We have a critical workflow that triggers a webhook whenever a specific custom data attribute is updated on a contact. The endpoint is hosted on an AWS ALB with a Lambda function behind it.
The issue is that during high load, the Lambda gets throttled or the ALB returns a 502 Bad Gateway. CXone marks these as failed and retries, but eventually, they stop retrying after the max attempts. We lose these events, which breaks our downstream billing logic.
I want to implement a dead letter queue (DLQ) pattern. The idea is to have the webhook endpoint always return a 200 OK to CXone immediately to acknowledge receipt, then push the payload to an SQS queue. A separate consumer process reads from SQS and processes the data. If the consumer fails, it goes to a DLQ SQS for manual inspection or retry.

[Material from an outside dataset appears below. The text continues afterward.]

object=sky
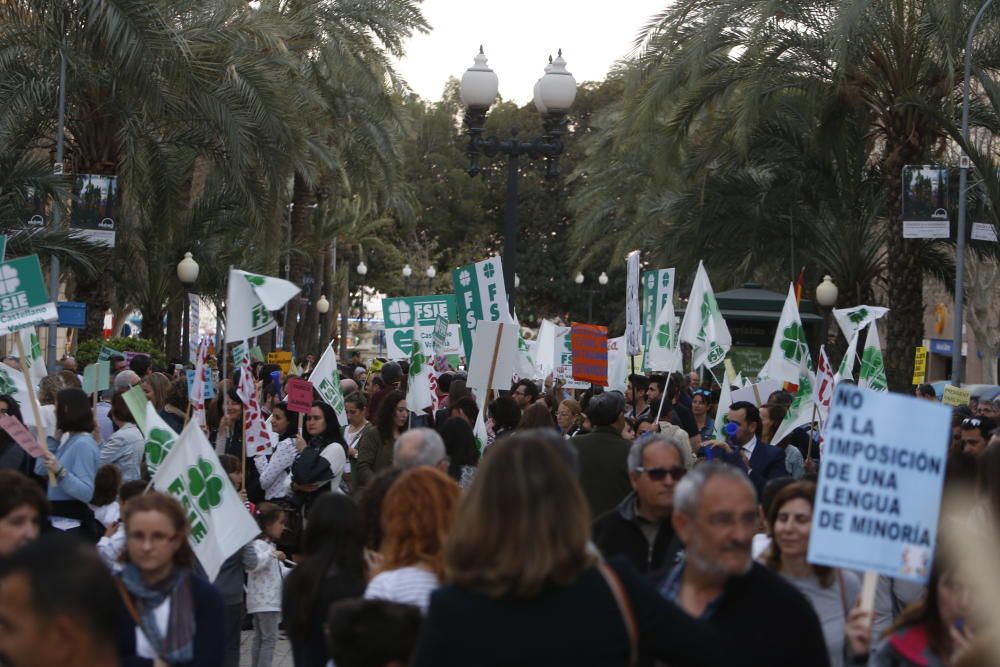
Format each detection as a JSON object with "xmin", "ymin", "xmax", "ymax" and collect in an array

Here is the basic flow I’m trying to set up in the Lambda (Node.js 18):
exports.handler = async (event) => {
const payload = JSON.parse(event.body);
try {
await sqs.sendMessage({
QueueUrl: process.env.SQS_QUEUE_URL,
MessageBody: JSON.stringify(payload)
}).promise();
return {
statusCode: 200,
headers: { 'Content-Type': 'application/json' },
body: JSON.stringify({ status: 'accepted' })
};
} catch (error) {
console.error('Failed to push to SQS:', error);
// Should I return 500 here? Or still 200 and log?
return {
statusCode: 500,
body: JSON.stringify({ error: 'Internal Server Error' })
};
}
};
My concern is the idempotency. CXone might retry the webhook if it gets a timeout or a non-2xx status. If I return 200, CXone stops retrying. That’s good. But if the SQS send fails inside the Lambda, I return 500. CXone will retry. If the SQS send fails again, CXone retries again. This creates a loop of failures.
Should I always return 200 and log the SQS failure locally? Or is there a better way to handle this in the webhook configuration? Also, does CXone support idempotency keys in the webhook payload to prevent duplicate processing if we do get duplicates from retries?